Son estas implicaciones de orden ético, económico y político que llevan a críticos a determinar la pasividad y actividad de los países, con relación a su postura frente a la generación de conocimiento, señalando a aquellos que sólo adoptan las líneas de investigación de una manera pasiva recurriendo a la misma metodología aplicada en diversos escenarios y los que generan nuevas líneas de investigación. Así, la valoración de los ecosistemas, por parte de la sociedad o las autoridades correspondientes, representa un factor fundamental en la formación de los profesionales de la biología; como ilustración de esto, podemos apuntar el caso de la pérdida acelerada de los bosques tropicales en América Latina, grandes extensiones que prestan servicios ambientales a la humanidad, donde existen miles de especies que todavía no se alcanzan a conocer, pero que desaparecen a causa de la toma de malas decisiones (Arce, 2020). Esta situación nos demanda posturas éticas encontradas en cuanto a dirimir si la intervención de empresas que hacen uso de los recursos maderables o de las especies de importancia económica que extraen, lo hacen con lineamientos legales pertinentes o de manera ilegal y excesiva, donde no proveerán beneficio alguno a la ciudadanía y que, además, en el futuro generarán problemas alternos de índole social. En este último enfoque la balanza favorece a la opinión de científicos y defensores de los sistemas ecológicos no intervenidos. Así, el estudio de la biología necesita un acompañamiento de posturas bioéticas para la aplicación de la biología en este siglo XXI, el cual representa al mismo tiempo un momento de gran avance científico y de los mayores retos en la aplicación de este. Discusiones de esta índole, son atendidas por instituciones internacionales como la OMS, la UNESCO, la FAO, pero es en la práctica profesional situada donde es necesario el amplio entendimiento de esta complejidad, considerando siempre la generación y aplicación del conocimiento.
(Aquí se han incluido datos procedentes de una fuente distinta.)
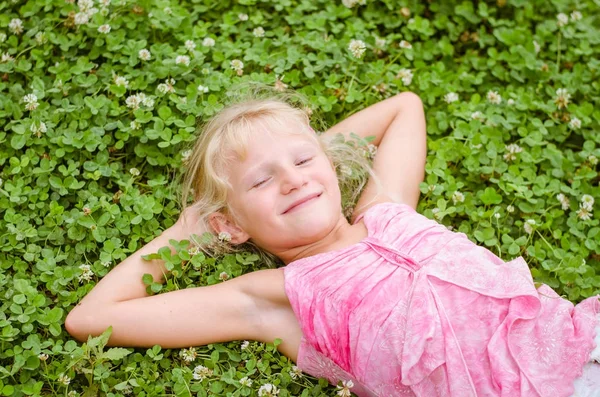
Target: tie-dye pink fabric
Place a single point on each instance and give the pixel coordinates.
(417, 310)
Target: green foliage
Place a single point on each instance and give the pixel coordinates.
(87, 167)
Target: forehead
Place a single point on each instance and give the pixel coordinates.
(261, 135)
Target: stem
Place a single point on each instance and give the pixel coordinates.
(558, 57)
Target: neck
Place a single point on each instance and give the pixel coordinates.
(341, 236)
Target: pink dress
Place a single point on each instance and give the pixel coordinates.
(417, 310)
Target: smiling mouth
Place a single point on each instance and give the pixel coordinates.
(302, 203)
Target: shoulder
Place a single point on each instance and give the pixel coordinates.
(380, 207)
(266, 287)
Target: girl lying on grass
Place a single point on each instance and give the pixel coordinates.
(390, 304)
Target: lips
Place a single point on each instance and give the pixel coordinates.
(301, 201)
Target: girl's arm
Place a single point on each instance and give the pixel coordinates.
(398, 124)
(189, 317)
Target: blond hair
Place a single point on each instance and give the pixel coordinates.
(224, 138)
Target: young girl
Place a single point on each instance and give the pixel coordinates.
(391, 303)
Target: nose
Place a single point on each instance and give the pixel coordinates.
(292, 178)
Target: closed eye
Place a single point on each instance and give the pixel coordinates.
(304, 161)
(260, 182)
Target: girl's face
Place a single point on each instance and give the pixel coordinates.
(285, 192)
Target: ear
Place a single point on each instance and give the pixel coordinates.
(221, 223)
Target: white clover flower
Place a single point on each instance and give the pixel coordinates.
(528, 226)
(194, 250)
(494, 97)
(6, 58)
(268, 390)
(372, 149)
(87, 273)
(237, 65)
(16, 26)
(357, 48)
(564, 201)
(190, 45)
(258, 32)
(296, 372)
(64, 379)
(584, 213)
(144, 55)
(201, 372)
(458, 197)
(344, 389)
(279, 84)
(133, 101)
(451, 97)
(349, 3)
(182, 60)
(163, 88)
(85, 5)
(512, 150)
(120, 81)
(147, 101)
(245, 381)
(31, 102)
(81, 18)
(562, 98)
(224, 236)
(562, 19)
(188, 355)
(38, 129)
(587, 202)
(576, 16)
(186, 155)
(405, 44)
(92, 11)
(477, 116)
(575, 123)
(40, 38)
(345, 170)
(406, 75)
(223, 276)
(379, 42)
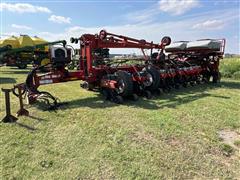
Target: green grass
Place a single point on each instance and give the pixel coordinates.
(174, 135)
(230, 68)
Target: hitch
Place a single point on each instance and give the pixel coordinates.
(22, 111)
(8, 118)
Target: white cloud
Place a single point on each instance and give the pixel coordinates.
(209, 24)
(23, 8)
(60, 19)
(177, 7)
(21, 27)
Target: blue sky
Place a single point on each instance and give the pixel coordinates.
(151, 20)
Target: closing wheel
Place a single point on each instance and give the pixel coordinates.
(135, 97)
(148, 94)
(152, 78)
(106, 94)
(124, 83)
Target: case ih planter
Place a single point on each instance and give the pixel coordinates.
(186, 63)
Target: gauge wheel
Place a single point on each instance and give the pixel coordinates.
(155, 75)
(124, 83)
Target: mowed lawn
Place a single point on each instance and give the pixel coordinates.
(174, 135)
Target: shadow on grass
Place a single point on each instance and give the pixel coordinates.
(17, 72)
(170, 100)
(6, 80)
(25, 126)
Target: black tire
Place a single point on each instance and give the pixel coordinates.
(22, 66)
(217, 77)
(148, 94)
(118, 99)
(126, 79)
(156, 78)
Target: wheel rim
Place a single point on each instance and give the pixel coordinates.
(121, 87)
(148, 80)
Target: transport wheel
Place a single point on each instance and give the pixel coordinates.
(124, 83)
(192, 83)
(155, 77)
(159, 91)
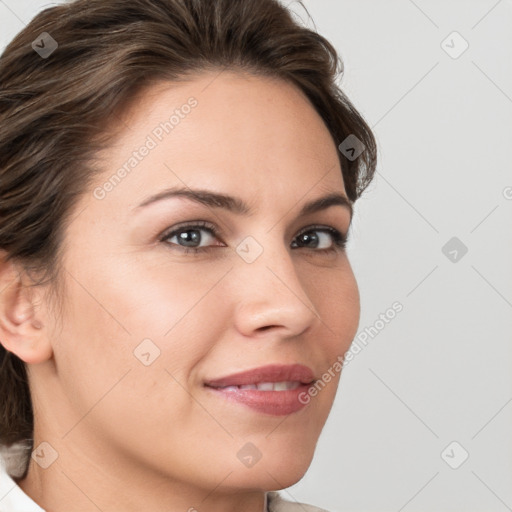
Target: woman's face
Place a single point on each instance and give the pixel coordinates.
(145, 325)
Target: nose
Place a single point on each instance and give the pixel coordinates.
(270, 296)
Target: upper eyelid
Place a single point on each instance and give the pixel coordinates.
(217, 232)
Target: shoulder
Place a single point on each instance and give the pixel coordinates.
(276, 503)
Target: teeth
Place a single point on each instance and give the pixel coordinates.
(266, 386)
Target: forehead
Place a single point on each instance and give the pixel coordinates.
(228, 130)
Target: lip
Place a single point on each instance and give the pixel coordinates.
(277, 403)
(268, 373)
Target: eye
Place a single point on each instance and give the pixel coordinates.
(319, 239)
(313, 241)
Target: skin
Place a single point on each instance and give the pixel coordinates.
(133, 437)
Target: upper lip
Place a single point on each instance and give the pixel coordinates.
(269, 373)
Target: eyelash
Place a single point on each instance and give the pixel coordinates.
(339, 239)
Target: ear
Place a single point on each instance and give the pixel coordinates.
(21, 329)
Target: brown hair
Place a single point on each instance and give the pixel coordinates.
(54, 110)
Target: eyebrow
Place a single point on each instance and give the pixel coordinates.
(238, 206)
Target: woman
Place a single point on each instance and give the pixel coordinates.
(177, 180)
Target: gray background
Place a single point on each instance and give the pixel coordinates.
(440, 371)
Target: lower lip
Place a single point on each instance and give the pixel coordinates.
(277, 403)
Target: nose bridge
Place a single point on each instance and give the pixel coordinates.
(268, 289)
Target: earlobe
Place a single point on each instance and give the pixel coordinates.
(21, 332)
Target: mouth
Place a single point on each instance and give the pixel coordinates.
(263, 386)
(281, 377)
(273, 389)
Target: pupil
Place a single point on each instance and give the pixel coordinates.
(308, 238)
(190, 239)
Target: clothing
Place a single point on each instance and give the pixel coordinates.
(13, 499)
La formación profesional de grado y postgrado que no integre criterios axiológicos asociados a la utilización e intervención de los sistemas naturales como la responsabilidad para con las otras formas de vida no humanas y la solidaridad con generaciones futuras. Asimismo, de los fenómenos o procesos en los cuales estén involucrados entes vivos, carecerá de una formación que le permita al biólogo conservar ecosistemas y cualquier nivel de organización natural. El biólogo calificado para hacer frente a las intervenciones de lo vivo deberá contemplar en la generación y socialización del conocimiento, herramientas profesionales valorativas que permitan visualizar los alcances de la investigación y el estudio científico en una integración de factores biológicos, sociales y humanísticos, los cuales deben servir de apoyo en la comprensión y emisión de juicios de valor, en las causas y efectos de los impactos causados a la naturaleza, en los riesgos al ser humano y, de la misma forma, el impacto a su trama cultural situada, aspectos históricos, estructura social, espectro de creencias y relación con lo biológico.

Una postura bioética presente en la formulación de protocolos de investigación permitirá de entrada, situar los componentes éticos, valores y principios, en un sistema biocultural, aunque el estudio no siempre tenga fines sociales. Se trata de propiciar un cambio de visión profesional con una carga de responsabilidad, integrada a lo cultural.

La generación de una formación bioética se desarrolla desde ámbitos diversos, en los cuales queda de manifiesto que el experto, el biólogo, encargado del estudio de los sistemas biológicos, debe considerar a priori lineamientos para que la relación generada con los sistemas naturales, desde la construcción de lo humano, sea propuesta y llevada a cabo en límites técnicos, epistemológicos, comunitarios, institucionales y sobre todo bioéticos.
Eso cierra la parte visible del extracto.